Отец (понаблюдав некоторое время за работой сына). Тебе не кажется, что это довольно жутковато – приделывать к тележке колесики от роялей? (Карл с удивлением смотрит на него.) Так ты, видимо, не читал еще газет?
Сын. Читал, от корки до корки, – у безработного времени хватает. Если верить газетам, я не должен мастерить эту тележку для моего сына?
Отец. А ты читал о том, что случилось у Капспетеров?
Сын. Да, читал, даже то место, где говорится, что злоумышленник, вероятно, прихватил с собой колесики… Это колесики от моего, нашего рояля, который я изрубил и сжег семь лет назад.
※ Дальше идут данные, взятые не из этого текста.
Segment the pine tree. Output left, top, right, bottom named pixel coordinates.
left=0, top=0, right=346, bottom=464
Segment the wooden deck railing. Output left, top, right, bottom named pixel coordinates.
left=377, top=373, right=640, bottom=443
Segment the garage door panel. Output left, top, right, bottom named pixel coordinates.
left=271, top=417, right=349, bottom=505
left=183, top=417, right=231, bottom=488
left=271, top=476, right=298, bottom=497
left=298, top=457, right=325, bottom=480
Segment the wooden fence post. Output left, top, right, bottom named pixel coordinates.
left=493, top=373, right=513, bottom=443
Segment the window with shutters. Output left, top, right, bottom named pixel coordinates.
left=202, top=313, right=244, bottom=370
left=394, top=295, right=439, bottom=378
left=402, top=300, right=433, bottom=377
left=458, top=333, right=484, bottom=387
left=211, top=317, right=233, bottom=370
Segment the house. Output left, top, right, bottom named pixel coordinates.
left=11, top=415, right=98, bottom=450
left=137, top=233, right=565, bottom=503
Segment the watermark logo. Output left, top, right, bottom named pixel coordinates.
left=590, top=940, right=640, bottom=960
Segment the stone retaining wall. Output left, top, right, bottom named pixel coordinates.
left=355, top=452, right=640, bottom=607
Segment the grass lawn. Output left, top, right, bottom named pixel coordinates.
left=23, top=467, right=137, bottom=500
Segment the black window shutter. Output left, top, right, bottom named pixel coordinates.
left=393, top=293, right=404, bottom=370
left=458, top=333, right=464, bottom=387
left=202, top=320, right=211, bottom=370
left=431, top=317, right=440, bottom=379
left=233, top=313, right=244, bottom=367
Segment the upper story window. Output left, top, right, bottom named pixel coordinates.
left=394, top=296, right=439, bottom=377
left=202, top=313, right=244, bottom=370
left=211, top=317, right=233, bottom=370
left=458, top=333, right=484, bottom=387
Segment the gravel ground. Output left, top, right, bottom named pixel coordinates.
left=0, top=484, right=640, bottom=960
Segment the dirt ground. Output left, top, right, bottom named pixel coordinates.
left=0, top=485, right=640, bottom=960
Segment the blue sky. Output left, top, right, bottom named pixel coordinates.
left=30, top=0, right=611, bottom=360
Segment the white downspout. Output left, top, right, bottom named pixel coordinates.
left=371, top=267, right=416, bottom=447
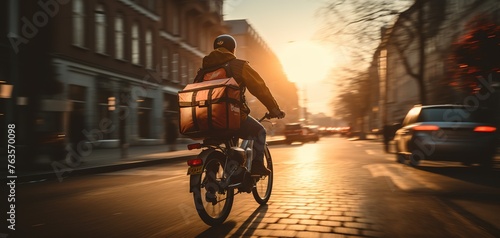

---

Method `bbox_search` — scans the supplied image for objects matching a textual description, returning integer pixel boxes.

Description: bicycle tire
[193,154,234,226]
[252,145,274,205]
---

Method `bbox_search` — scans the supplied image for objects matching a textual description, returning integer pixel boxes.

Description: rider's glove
[269,108,285,119]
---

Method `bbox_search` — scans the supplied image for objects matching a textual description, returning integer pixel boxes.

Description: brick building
[0,0,296,162]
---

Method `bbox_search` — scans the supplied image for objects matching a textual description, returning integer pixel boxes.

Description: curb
[17,155,193,183]
[17,140,285,183]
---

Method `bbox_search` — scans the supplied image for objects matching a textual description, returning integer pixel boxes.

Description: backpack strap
[193,59,239,84]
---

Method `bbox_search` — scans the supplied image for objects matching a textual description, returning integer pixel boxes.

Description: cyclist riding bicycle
[202,34,285,175]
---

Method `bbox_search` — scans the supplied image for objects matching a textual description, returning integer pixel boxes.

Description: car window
[403,107,421,126]
[419,107,493,123]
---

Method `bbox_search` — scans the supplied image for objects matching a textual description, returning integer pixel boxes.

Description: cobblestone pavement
[220,141,383,237]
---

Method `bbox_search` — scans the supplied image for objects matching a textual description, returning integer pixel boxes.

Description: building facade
[0,0,227,162]
[225,19,300,131]
[0,0,297,162]
[375,0,500,125]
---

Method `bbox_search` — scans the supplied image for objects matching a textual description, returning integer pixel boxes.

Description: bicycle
[187,113,273,226]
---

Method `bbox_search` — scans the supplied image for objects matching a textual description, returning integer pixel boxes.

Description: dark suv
[394,105,497,168]
[285,123,319,144]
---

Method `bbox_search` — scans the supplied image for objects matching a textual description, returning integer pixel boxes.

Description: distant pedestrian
[165,120,179,150]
Я сохранил их, так как мне казалось тогда – они единственное, что может пригодиться. Все остальное не годилось ни на что…
Отец. Этот рояль очень любила моя матушка, и на нем – это достоверно – играл сам Бетховен. На последствиях этой дикой выходки, пожалуй, не стоит еще раз останавливаться… С нее и начались все наши несчастья.
Сын. Не такие уж это мучительные несчастья… они освободили от меня мою жену Еву. Впрочем, я не побоялся бы выслушать мнение матери и бетховенское – тоже. Кроме того, рояль был моей собственностью. А собственность обязывает. Семь лет назад я был обязан разрушить его. Колесики я сохранил и вот мастерю тележку для моего сыночка. Детям нравятся игрушки, которые смастерили им родители. Так что в своем безобидном утреннем занятии я не вижу ничего дурного, ничего жуткого и уж тем более ничего преступного.
Отец. Капспетеровский рояль был собственностью Капспетера. Надеюсь, ты понимаешь, что возню с этими колесиками могут воспринять по меньшей мере как провокацию. Семь лет назад ты расколотил свой рояль, пять лет назад был разбит рояль у Брансена, четыре года назад – у Флориана, сегодня ночью у Капспетера… а ты тут возишься с колесиками.